New scrutiny is urged for San Francisco Housing Authority Commission 

click to enlarge Supervisor Christina Olague is pushing to televise San Francisco Housing Authority Commission meetings so public housing residents, such as the ones in Potrero Terrace, can be in the loop of decisions and changes being made in their area. - S.F. EXAMINER FILE PHOTO
  • S.F. Examiner File Photo
  • Supervisor Christina Olague is pushing to televise San Francisco Housing Authority Commission meetings so public housing residents, such as the ones in Potrero Terrace, can be in the loop of decisions and changes being made in their area.

The government commission overseeing public housing in San Francisco could soon face increased accountability.
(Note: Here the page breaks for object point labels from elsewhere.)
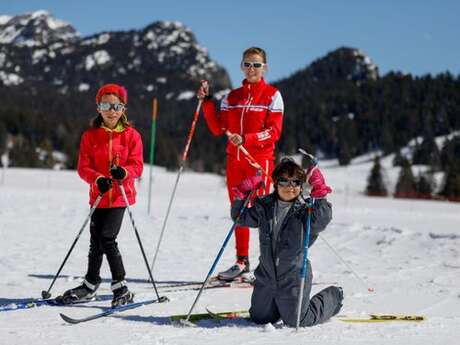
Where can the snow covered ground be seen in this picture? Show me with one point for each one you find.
(408, 251)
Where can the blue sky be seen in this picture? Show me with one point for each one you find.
(416, 37)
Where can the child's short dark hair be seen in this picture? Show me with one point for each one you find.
(287, 166)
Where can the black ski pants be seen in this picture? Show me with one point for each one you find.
(104, 228)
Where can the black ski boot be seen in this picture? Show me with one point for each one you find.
(121, 294)
(83, 293)
(238, 269)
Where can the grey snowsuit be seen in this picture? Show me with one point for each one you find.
(277, 283)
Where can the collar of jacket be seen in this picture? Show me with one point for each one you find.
(118, 128)
(254, 87)
(299, 202)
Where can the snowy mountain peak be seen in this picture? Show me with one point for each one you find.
(35, 29)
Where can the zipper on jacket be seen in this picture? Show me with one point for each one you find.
(110, 164)
(247, 104)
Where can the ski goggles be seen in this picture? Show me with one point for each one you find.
(106, 106)
(285, 182)
(256, 65)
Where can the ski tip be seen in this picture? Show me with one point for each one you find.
(68, 319)
(186, 323)
(46, 294)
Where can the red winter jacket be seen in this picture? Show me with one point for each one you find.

As public-housing projects undergo renovation, tenants complain about living conditions, and finer points of operating The City’s 6,000 units of low-income public housing are debated, the San Francisco Housing Authority Commission escapes the public scrutiny experienced by other city commissions because its meetings are held outside of City Hall and aren’t broadcast live.

But that could soon change.

Supervisor Christina Olague is pushing to have the commission start meeting at City Hall, around noontime, with meetings to be broadcast and archived by the government’s SFGovTV television channel.

“The reasoning behind this important move is that many of the authority’s clients feel disempowered and disconnected from policy-level decisions,” Olague said. About 30,000 San Francisco residents live in public housing.

A resolution backing the proposal is being voted on today by the Government Audits and Oversight Committee of the Board of Supervisors. If ultimately approved by the full board, the resolution would not be binding, but it would send a strong message to the Housing Authority, whose commission would have to vote to relocate and also to use its agency funds to pay for broadcasting.

The expected cost of broadcasting commission meetings would be about $30,000 annually.

Olague also believes that relocation to City Hall would lend a more professional setting for the meetings and encourage more people to attend, one of her aides said.

The seven-member commission, all appointed by the mayor, currently meets at 440 Turk St., and recordings of its meetings are not available online.